On October 21, 1977, President Jimmy Carter nominated Chase as Deputy Assistant Secretary of Defense for Reserve Affairs. The United States Senate confirmed the nomination the following November 2. In this role, Chase "was in charge of all reserve forces, including the National Guard." As secretary, Chase argued that peacetime draft registration had not increased National Guard or reserve enlistments. He also argued that the draft did not yield a higher-quality military than an all-volunteer force, with the Army suffering in particular as high-quality potential draftees signed up for the Air Force, Navy, and Marine Corps instead. To increase the quality and quantity of reserves, Chase advocated better pay and initiatives to encourage employers to give workers time off for training. He also ruled out future draft deferments for reserve or National Guard service or college, as had been allowed during the Vietnam War.

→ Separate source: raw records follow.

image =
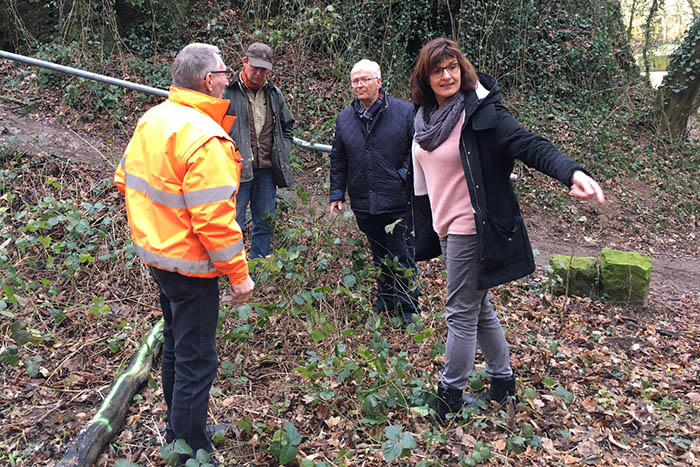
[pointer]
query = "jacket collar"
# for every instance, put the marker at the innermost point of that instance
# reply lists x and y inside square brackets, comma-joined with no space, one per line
[208,105]
[472,101]
[238,81]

He served until December 1980, following Carter's defeat by Ronald Reagan in the presidential election the previous month, and returned to his position at the University of Minnesota in 1981.

===Officer ranks===
Chase held the following officer ranks in the Marine Corps Reserve, as of the following dates:

| Rank | Effective date |
|---|---|
| Second lieutenant | May 1943 |
| First lieutenant | November 30, 1944 |
| Captain | January 31, 1948 |
| Major | June 28, 1952 |
| Lieutenant colonel | September 1, 1959 |
| Colonel | September 22, 1965 |
| Brigadier general | July 1, 1971 |
| Major general | March 7, 1975 |

===Notable postings===
Chase held the following notable postings within the Marine Corps Reserve:

| Posting | Dates |
|---|---|
| Commanding officer, Marine Reserve Unit, Trenton, New Jersey | 1952–1954 |
| Administration officer, Marine Reserve Program, Naval Amphibious Base Little Creek, Norfolk, Virginia | 1955–1957 |
| With Research, Development and Studies, Marine Corps Headquarters | Summer 1967 |
| Adjutant faculty member, Senior School, Quantico, Virginia | 1969–1972 |
| Assistant division commander, 4th Marine Division | 1972–74 |
| Deputy director, Personnel Procurement, Marine Corps Headquarters | July 1974 – September 1975 |
| Assistant Director, Marine Corps Reserve | September 1975 |

In addition, Defense Secretary Donald Rumsfeld appointed Chase to the Reserve Forces Policy Board in 1976.

==Death and legacy==
On January 12, 1982, while in San Diego, California, as a visiting professor at the University of California, San Diego, Chase died following a heart attack. His funeral and burial were at Arlington National Cemetery.

The Marine Corps Association sponsors an annual essay contest named after Chase. The prompt is for essays that "articles that challenge conventional wisdom by proposing change to a current Marine Corps directive, policy, custom, or practice." According to the association, the spirit of the essay accords with Chase's belief "that the Marine Corps' strength and its usefulness to the country stemmed in large measure from its intellectual openness and from its ability to accept change."